Key points
- Chikungunya virus disease should be suspected in patients with acute fever and polyarthralgia and recent travel to an area with chikungunya virus.
- Several other viruses, including dengue, should be considered in the differential diagnosis depending on travel history and exposures.
- Rare and serious complications of chikungunya virus disease can occur, particularly among certain risk groups.
- Disease is usually self-limited, but some patients experience persistent arthralgia for months to years.
Clinical presentation
Chikungunya virus disease should be considered in patients with acute onset of fever and polyarthralgia, especially travelers who recently returned from areas with known virus transmission.
The differential diagnosis varies based on place of residence, travel history, and exposures. Dengue, Zika, and chikungunya viruses are transmitted by the same mosquitoes and have similar clinical features. These viruses can circulate in the same area and can cause occasional co-infections in the same patient. Chikungunya virus infection is more likely to cause high fever, severe arthralgia, arthritis, rash, and lymphopenia, while dengue virus infection is more likely to cause neutropenia, thrombocytopenia, hemorrhage, shock, and death. In general, the signs and symptoms of Zika virus are mild, though infections can cause congenital infections. It is important to rule out dengue virus infection because proper clinical management of dengue can improve outcome.
In addition to dengue and Zika, other diagnostic considerations include leptospirosis, malaria, rickettsia, group A streptococcus, rubella, measles, parvovirus, enteroviruses, adenovirus, other alphavirus infections (Mayaro, Ross River, Barmah Forest, o’nyong-nyong, and Sindbis viruses), post-infectious arthritis, and rheumatologic conditions.
Signs and symptoms
The majority of people infected with chikungunya virus become symptomatic. The incubation period is typically 3–7 days (range, 1–12 days).

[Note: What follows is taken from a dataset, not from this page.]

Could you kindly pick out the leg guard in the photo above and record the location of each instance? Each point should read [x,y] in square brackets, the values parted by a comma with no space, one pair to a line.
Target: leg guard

The disease is most often characterized by acute onset of fever (typically >39°C [102°F]) and polyarthralgia. Joint symptoms are usually bilateral and symmetric and can be severe and debilitating. Other symptoms can include headache, myalgia, arthritis, conjunctivitis, nausea/vomiting, or maculopapular rash. Rare complications include uveitis, retinitis, myocarditis, hepatitis, nephritis, bullous skin lesions, hemorrhage, meningoencephalitis, myelitis, Guillain-Barré syndrome, and cranial nerve palsies.
Persons at risk for severe disease include neonates exposed intrapartum or shortly after birth, older adults (>65 years), and persons with underlying medical conditions (e.g., hypertension, diabetes, or cardiovascular disease).
Clinical assessment
Clinical laboratory findings can include lymphopenia, thrombocytopenia, and elevated creatinine. Elevated hepatic transaminases can be seen with acute infection but are not specific and do not occur frequently enough to be diagnostic.
Outcomes
Acute symptoms typically resolve within 7–10 days. Some patients may have persistence or relapse of rheumatologic symptoms (polyarthralgia, polyarthritis, tenosynovitis) in the months following acute illness. Studies report variable proportions of patients with persistent joint pains for months to years. Mortality is rare and occurs mostly in older adults.